The proviso in the sub-section speaks of “a mortgage or charge of the said land” created in favour of an authorised financial institution “to secure repayments of amounts advanced by that financial institution in connection with the construction of any buildings or works on the said land”. The natural meaning of the proviso is that one looks to the wording of the charge to ascertain its purpose and therefore whether it is entitled to the pari passu ranking. A charge over that land and for that purpose is given pari passu ranking. The sub-section confers the ranking on the charge and not on the sums secured by a more general charge which the authorised financial institution can prove to have been advanced to fund such construction and works. The proviso is addressing the terms of the charge and not what the authorised financial institution has done once it has obtained the charge.

25.

Both context and statutory purpose support the ordinary and natural meaning of the language of the proviso. The purpose of the proviso is to allow a security an exclusive pari passu ranking with the REB’s charge because that security will in the ordinary course of things have enabled the developer to enhance the value of the land which is security for the repayment of the prepayments.
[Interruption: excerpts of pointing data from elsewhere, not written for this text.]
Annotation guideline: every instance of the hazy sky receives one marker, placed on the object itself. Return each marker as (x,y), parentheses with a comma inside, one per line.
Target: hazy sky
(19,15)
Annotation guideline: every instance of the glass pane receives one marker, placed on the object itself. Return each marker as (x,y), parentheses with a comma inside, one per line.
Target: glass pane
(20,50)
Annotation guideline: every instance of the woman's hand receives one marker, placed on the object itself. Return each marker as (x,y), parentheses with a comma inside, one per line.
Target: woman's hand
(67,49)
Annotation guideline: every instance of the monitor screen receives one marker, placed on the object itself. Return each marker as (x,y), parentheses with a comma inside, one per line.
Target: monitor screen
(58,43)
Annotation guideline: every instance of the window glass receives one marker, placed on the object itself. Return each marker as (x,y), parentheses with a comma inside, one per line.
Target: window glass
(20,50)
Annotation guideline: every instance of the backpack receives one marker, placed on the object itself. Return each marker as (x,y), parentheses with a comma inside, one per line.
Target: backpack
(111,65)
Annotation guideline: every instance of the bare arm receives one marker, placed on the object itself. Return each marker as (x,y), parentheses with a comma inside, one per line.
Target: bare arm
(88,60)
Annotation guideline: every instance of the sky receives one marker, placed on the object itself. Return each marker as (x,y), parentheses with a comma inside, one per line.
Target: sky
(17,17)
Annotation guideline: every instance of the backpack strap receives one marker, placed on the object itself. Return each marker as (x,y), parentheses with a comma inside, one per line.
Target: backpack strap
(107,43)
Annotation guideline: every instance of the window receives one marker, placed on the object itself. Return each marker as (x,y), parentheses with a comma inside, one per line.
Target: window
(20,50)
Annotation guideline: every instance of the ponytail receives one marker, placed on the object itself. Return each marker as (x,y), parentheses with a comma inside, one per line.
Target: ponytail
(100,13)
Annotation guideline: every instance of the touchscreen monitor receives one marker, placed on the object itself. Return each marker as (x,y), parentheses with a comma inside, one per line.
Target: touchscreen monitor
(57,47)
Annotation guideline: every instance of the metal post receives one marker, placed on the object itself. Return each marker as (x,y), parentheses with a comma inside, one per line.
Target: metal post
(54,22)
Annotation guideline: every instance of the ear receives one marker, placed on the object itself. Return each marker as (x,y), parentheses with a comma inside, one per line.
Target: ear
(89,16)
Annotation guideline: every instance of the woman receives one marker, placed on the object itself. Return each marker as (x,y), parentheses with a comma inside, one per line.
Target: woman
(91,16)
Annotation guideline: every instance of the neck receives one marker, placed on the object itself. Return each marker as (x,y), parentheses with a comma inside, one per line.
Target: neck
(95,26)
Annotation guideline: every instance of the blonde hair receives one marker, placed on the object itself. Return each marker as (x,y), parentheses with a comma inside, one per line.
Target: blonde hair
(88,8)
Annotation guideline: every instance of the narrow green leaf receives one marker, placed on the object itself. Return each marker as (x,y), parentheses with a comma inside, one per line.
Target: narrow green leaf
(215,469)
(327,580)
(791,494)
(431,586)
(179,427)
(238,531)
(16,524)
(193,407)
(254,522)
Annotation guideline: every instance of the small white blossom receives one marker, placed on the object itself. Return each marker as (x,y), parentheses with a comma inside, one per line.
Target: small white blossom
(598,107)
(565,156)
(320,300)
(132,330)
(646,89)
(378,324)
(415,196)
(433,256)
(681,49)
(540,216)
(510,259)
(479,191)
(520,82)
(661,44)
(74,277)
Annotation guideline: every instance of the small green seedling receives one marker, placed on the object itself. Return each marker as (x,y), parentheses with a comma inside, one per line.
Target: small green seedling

It excludes from that ranking all securities which do not have the required attributes. An obvious means of identifying whether a security is entitled to that ranking is to look to its terms. That avoids disputes as to whether a more general security in fact covered lending which the vendor used on such construction works. Section 31(6) provides further support for this view as it looks to the terms of the mortgage or charge to obtain prima facie evidence that the loan or advance has been made in connection with construction on land within the development.

26.

On this interpretation of section 31(5) an authorised financial institution which wishes to benefit from the pari passu ranking has to obtain from the developer a charge which specifies its purpose as the funding of construction within the development, either expressly or by reference to a loan document which provides funding exclusively for this purpose. The institution cannot rely on a general charge which covers lending for other purposes.

27.

As the decision in Jamaican Redevelopment Foundation Inc v The Real Estate Board (above) shows, the scheme of the Act allows a different ranking where a vendor fails to pay off a mortgage which pre-dates the prepayment contracts and the purchasers do not elect to withdraw from their contracts. But where, as here, the financial institution wishes to support the development of land by lending to a registered developer after it has entered into prepayment contracts, its security must comply with the terms of the proviso in section 31(5) to obtain the exclusive pari passu ranking which it confers.

28.

It is not necessary in this appeal for the Board to decide a point which Mr Knox QC raised on behalf of the REB, namely whether REDDA requires the charge in favour of the authorised financial institution to be plot-specific or whether the vendor can create a security over the aggregate of the land within the development scheme without identifying in the security the sums to be spent on each plot within the scheme. The language of REDDA can support more than one interpretation. Section 31(3)(b) and (4) can be read as envisaging a plot-specific charge in favour of the REB. The proviso in section 31(5) can be read as requiring a similar charge in favour of the authorised financial institution as it refers to “the said land”. But section 33 appears to envisage an aggregate security as it provides for the rateable distribution of the proceeds of sale of the security and any residue in a trust account between the would-be purchasers following a default by the vendor. The Board leaves that question to a case in which the answer matters.

Conclusion

29.

For these reasons the Board will humbly advise Her Majesty that the appeal ought to be dismissed. The Board invites the parties to agree a form of order to include the issue of costs. In the absence of agreement the parties should make written submissions on the form of order and costs within 21 days of the judgment being delivered.